Não sei se você se lembra, mas a primeira coisa que disse no começo desta história é que não sou um escritor. Não sou de contar histórias ou descrever precisamente o que acontece na minha vida e jamais tive um diário ou bloco de anotações onde colocava meus pensamentos.
Ouvi dizer que, quando você se vê obrigado a contar pelo o que passou, o monstro volta e te ataca com a mesma intensidade de antes. No meu caso, contar essa história me ajudou a ver como tive sorte em continuar vivo independente das adversidades que me atingiram. E acredite quando digo que elas foram muitas.
— Abra a porta! – gritou Jessie, socando a madeira que nos separava.
Fui rápido até a tranca e a desfiz. Jessie entrou às pressas junto de TK. Ambos tinham revólveres em mãos e TK mantinha um facão sujo de sangue preso à lateral da calça. Até hoje não faço de ideia de como ele conseguiu aquilo.
— O que houve? – perguntei, sondando se estavam feridos.
— São homens do Bernardo – disse TK, ofegante.
— Não pode ser. Tínhamos um acordo com ele!
— Acho que ele se cansou de esperar.
Jessie veio até mim e viu se eu não estava ferido.
— Está tudo bem – tentei acalmá-lo. – Ninguém tocou em mim, matei os dois que se aproximaram pela escada.
— Minha nossa! – disse meu irmão, exaltado. – O que diabos está acontecendo aqui? Você matou duas pessoas, Thiago!
— Ele fez o que tinha que fazer – TK me defendeu. – Antes aqueles dois do que vocês.
— Não aja feito um bárbaro, irmão – Jessie bufou. – Andem, temos que ver um jeito de sairmos daqui. Vou abrir a janela e subimos para o telhado.
— E o meu pai? – Perguntei, aflito. – Se são homens do Bernardo provavelmente querem o Rey. Temos que impedir que o levem.
— Rey sabe se cuidar.
— Mas...
— Vamos em frente – disse TK. – Rey deve ter matado todos que se aproximaram dele. E quanto ao meu pai, espero que aquele velhote esteja decapitado a essa altura. Se bem que vaso ruim não quebra.
— Não fale asneiras, TK – Jessie o repreendeu – Preciso que você ajude o John enquanto cuido do Thiago.
— Você é melhor com o revólver do que eu – interveio TK – é melhor você ficar com o John. Ele é o único desarmado aqui.
Jessie ponderou, e então concordou.
Caminhei em direção a janela e fui surpreendido por dois disparos que atravessaram o vidro. Me afastei rápido, antes que mais viessem, e todos nós fomos para o chão.

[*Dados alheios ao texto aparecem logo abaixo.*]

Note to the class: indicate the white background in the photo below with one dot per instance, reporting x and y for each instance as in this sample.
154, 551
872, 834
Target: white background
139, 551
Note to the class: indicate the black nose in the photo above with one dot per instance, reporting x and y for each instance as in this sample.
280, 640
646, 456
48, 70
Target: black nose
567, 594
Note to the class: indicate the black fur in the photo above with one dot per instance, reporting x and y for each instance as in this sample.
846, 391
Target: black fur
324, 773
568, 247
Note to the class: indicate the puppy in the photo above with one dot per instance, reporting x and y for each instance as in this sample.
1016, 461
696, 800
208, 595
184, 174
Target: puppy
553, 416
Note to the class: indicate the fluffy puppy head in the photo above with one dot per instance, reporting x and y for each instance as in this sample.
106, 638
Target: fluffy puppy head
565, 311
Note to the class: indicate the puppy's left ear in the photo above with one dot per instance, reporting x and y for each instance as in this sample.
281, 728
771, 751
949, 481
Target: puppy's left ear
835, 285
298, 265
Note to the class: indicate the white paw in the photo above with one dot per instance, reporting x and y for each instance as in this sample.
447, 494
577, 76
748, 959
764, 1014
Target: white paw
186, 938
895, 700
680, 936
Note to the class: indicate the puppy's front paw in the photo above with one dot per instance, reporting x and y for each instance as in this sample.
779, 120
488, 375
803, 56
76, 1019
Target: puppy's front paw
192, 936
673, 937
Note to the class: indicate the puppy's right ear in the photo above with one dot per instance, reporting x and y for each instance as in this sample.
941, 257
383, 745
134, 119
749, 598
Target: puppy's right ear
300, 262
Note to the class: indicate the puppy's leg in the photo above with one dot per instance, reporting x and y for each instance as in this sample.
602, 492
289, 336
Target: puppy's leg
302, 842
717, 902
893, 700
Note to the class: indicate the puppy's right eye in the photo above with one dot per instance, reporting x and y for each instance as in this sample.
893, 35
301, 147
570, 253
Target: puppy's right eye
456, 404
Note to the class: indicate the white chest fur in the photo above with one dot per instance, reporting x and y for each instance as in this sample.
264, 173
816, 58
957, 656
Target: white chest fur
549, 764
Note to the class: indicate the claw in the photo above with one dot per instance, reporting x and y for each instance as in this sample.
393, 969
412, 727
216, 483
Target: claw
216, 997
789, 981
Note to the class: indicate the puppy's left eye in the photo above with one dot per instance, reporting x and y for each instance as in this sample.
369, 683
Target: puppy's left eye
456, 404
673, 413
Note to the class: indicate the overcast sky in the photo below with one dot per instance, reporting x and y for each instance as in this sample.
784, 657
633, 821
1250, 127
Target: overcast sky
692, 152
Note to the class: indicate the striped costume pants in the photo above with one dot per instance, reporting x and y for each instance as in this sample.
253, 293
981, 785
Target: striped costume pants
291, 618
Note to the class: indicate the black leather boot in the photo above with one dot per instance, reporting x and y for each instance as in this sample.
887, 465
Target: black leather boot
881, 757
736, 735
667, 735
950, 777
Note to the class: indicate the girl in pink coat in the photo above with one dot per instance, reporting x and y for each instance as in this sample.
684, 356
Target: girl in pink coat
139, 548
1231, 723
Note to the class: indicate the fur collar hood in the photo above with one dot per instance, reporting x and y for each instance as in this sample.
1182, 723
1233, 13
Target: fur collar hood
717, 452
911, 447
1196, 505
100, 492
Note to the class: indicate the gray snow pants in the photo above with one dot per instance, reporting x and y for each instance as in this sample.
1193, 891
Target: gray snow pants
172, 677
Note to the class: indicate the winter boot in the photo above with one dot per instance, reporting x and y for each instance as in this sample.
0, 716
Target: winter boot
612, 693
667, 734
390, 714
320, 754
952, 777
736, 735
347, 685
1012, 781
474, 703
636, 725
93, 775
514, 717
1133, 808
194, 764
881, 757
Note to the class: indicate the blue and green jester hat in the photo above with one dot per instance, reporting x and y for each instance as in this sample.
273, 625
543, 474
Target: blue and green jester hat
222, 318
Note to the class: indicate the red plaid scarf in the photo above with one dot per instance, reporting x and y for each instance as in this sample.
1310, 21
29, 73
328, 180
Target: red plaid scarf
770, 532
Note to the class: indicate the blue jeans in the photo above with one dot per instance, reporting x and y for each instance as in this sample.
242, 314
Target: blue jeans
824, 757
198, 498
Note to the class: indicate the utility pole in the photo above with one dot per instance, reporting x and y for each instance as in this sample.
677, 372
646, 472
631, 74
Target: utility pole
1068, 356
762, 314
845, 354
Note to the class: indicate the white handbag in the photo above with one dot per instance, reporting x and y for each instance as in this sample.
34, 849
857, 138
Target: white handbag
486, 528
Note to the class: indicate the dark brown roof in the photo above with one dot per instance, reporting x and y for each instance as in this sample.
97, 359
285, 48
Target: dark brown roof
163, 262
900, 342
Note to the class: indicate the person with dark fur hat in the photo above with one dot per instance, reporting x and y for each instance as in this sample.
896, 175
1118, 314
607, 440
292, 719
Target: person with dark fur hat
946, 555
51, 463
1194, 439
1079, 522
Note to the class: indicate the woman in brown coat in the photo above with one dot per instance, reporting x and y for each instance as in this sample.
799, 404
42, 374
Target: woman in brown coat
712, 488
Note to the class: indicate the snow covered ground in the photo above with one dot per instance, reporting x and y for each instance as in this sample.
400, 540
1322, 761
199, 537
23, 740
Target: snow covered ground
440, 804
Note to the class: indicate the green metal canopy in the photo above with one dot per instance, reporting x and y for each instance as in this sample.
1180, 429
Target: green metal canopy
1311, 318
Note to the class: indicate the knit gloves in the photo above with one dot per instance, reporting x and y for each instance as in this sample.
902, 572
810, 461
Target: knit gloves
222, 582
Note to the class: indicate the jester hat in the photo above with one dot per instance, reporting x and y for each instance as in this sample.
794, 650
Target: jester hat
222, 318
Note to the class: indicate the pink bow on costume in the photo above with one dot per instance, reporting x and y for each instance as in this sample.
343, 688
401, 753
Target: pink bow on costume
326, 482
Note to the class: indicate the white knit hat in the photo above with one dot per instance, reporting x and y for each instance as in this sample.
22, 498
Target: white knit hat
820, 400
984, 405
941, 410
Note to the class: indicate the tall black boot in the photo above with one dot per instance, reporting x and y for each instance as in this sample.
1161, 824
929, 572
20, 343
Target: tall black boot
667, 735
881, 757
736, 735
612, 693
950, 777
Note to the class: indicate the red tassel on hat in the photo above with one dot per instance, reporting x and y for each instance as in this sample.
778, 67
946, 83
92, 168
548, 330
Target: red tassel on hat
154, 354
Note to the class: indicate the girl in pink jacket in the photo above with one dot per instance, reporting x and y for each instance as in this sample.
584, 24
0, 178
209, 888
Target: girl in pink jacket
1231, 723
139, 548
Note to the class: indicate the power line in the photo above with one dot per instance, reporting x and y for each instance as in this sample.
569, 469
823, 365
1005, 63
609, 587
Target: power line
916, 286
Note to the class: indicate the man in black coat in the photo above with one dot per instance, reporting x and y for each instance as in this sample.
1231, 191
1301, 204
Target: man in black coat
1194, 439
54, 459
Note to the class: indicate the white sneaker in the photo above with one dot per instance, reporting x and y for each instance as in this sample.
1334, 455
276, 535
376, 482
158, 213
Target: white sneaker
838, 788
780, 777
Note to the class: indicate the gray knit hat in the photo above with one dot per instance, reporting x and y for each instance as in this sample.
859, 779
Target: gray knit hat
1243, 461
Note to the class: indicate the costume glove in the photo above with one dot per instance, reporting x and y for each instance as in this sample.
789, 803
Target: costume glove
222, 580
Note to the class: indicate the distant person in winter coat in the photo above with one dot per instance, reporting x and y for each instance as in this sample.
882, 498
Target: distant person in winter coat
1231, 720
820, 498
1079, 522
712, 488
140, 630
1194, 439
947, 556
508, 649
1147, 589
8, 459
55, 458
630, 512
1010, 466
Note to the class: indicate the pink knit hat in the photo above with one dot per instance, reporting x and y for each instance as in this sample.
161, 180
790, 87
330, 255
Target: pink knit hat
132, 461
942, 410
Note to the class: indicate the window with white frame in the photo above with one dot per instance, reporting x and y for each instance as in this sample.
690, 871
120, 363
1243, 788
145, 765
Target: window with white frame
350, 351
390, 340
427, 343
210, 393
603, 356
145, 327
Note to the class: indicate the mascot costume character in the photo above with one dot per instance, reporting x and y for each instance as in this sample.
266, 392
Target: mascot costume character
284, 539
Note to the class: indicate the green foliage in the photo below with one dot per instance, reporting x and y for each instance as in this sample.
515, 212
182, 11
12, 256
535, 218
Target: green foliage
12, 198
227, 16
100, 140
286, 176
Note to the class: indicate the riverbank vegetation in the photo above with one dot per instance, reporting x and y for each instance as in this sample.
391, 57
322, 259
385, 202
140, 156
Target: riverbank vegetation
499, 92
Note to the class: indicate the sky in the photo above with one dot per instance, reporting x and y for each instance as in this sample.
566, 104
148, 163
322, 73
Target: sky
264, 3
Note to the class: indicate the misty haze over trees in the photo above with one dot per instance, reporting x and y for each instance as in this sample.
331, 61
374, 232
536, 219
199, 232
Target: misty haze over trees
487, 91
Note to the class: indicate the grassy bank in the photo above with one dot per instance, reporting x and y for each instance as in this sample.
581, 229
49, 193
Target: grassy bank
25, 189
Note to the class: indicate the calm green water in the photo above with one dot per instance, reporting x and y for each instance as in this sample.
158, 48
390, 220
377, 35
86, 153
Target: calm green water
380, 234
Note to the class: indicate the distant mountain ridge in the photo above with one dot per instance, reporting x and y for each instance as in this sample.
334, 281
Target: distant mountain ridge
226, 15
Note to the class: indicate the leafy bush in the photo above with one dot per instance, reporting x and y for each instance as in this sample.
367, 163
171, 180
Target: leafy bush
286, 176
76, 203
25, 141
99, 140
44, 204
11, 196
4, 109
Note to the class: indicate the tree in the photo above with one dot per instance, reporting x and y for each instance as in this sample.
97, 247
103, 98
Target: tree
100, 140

— Merda! – falou Jessie. Eram poucas as vezes em que o ouvia xingar. – Eles sabem que estamos aqui. Venham, é melhor tentarmos a porta.
Seguimos ele, que foi até a porta e, agachado, girou a maçaneta.
Lá fora não havia ninguém, então meu marido colocou John perto dele e deixou que TK fosse logo atrás comigo.
Havia bastante sangue pelo corredor e escutamos as vozes das pessoas que conversavam no térreo. Aquilo nos deixou encurralados, então seguimos para o escritório do meu pai e fechamos a porta atrás de nós. Pelo menos lá dentro ainda podíamos ouvir o que ocorria com os demais.
— Onde está? – gritou um dos capangas de Bernardo. – Estamos cansados de você, Rey. Diga agora onde ele está e prometo que vai morrer rápido e indolor. Caso contrário...
Levei a mão à boca, apavorado com a possibilidade do meu pai ser torturado.
— Pode vir! – Gritou Rey, com a voz entusiasmada. – Vamos ver do que as mocinhas são capazes.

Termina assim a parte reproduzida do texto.